The title track describes a road trip from South Carolina to the Southwest that Daniel’s granddad took his sons on; he only brought two bags. “Prepubescent Homeless Blues” finds Daniel’s father describing a painful few years bouncing between divorced parents and military school (“You haven’t lived ‘til you’ve been pissed on / By a lieutenant don’t know his ABCs”).

But Machado treats his grandparents — the passion of their initial romance, the strain of their relationship with each other and their sons — with equal compassion. Weighing his own commitment to art against having kids of his own, Machado began to understand how societal pressures landed his grandparents with a family they may not have chosen on their own.

“I’m honestly having a pretty awkward conversation through the record between my dad and I,” Machado admits. “Because these people pretty much traumatized him, and I hit a certain age, and found myself sort of identifying with them more than I did with him.”

West is the end of an era for The Restoration. Bassist Adam Corbett, the band’s other songwriter, will depart after this week’s release party to focus on his own musical efforts. But he and his mates are happy with what they’ve accomplished, and what the project has given them — including a particularly nice trip to the State Fair to film the new album’s first music video.

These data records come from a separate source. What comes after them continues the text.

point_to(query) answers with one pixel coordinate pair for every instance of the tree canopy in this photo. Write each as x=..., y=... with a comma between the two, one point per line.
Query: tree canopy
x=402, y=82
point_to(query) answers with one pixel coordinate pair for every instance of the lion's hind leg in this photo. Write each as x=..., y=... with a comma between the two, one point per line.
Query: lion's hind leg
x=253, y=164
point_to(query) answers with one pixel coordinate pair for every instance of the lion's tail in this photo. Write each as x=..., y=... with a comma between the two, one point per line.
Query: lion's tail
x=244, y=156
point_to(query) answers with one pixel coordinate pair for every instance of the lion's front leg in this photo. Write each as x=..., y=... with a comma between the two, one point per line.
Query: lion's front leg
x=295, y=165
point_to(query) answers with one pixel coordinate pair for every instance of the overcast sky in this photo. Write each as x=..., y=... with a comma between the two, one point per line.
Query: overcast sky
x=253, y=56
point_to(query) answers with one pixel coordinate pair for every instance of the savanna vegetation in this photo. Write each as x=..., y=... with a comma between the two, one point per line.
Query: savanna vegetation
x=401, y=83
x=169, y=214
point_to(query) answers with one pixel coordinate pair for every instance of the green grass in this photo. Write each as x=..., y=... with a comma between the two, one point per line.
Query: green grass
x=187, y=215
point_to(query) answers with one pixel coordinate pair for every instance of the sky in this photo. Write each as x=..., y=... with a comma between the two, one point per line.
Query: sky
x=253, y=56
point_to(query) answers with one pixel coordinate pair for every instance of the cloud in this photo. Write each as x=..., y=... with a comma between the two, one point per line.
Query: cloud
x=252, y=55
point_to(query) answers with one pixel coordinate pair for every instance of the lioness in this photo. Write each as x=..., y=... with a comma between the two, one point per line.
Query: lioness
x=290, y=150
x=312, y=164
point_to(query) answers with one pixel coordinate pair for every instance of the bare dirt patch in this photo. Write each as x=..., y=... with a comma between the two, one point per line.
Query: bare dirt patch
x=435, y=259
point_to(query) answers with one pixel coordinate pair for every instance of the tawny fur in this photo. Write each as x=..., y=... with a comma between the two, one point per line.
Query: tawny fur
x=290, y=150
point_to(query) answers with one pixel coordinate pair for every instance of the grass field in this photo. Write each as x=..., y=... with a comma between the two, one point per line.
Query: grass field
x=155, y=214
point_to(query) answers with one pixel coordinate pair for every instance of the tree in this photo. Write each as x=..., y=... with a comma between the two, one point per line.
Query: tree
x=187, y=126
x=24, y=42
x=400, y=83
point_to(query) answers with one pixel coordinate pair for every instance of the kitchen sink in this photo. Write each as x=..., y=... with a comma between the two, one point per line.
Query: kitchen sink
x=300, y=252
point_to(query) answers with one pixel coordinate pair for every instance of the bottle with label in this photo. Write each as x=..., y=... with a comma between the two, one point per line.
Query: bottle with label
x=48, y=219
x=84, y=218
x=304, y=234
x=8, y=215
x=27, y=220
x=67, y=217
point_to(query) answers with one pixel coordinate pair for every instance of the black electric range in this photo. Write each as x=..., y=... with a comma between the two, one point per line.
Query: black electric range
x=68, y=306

“It’s probably the most kush treatment anybody in the band has gotten for being in the band,” Corbett recalls. “The fair assigned us a liason, who was basically mayor of fair. Scooter. I do not know Scooter’s last name. Scooter was great. Took us to the front of the line, said, ‘We’re filming,’ put us on the ride, took us off the ride, waved us onto the next thing. 

“He shut the bumper cars down for me. I had the entire bumper car ride to myself.”  

What: The Restoration

Where: Curiosity Coffee Bar, 2327 Main St.

When: Friday, Oct. 4, 6-11 p.m.

Price: Sold out

More: 803-357-2889,

West is out Oct. 4 on vinyl, and digitally on Oct. 25.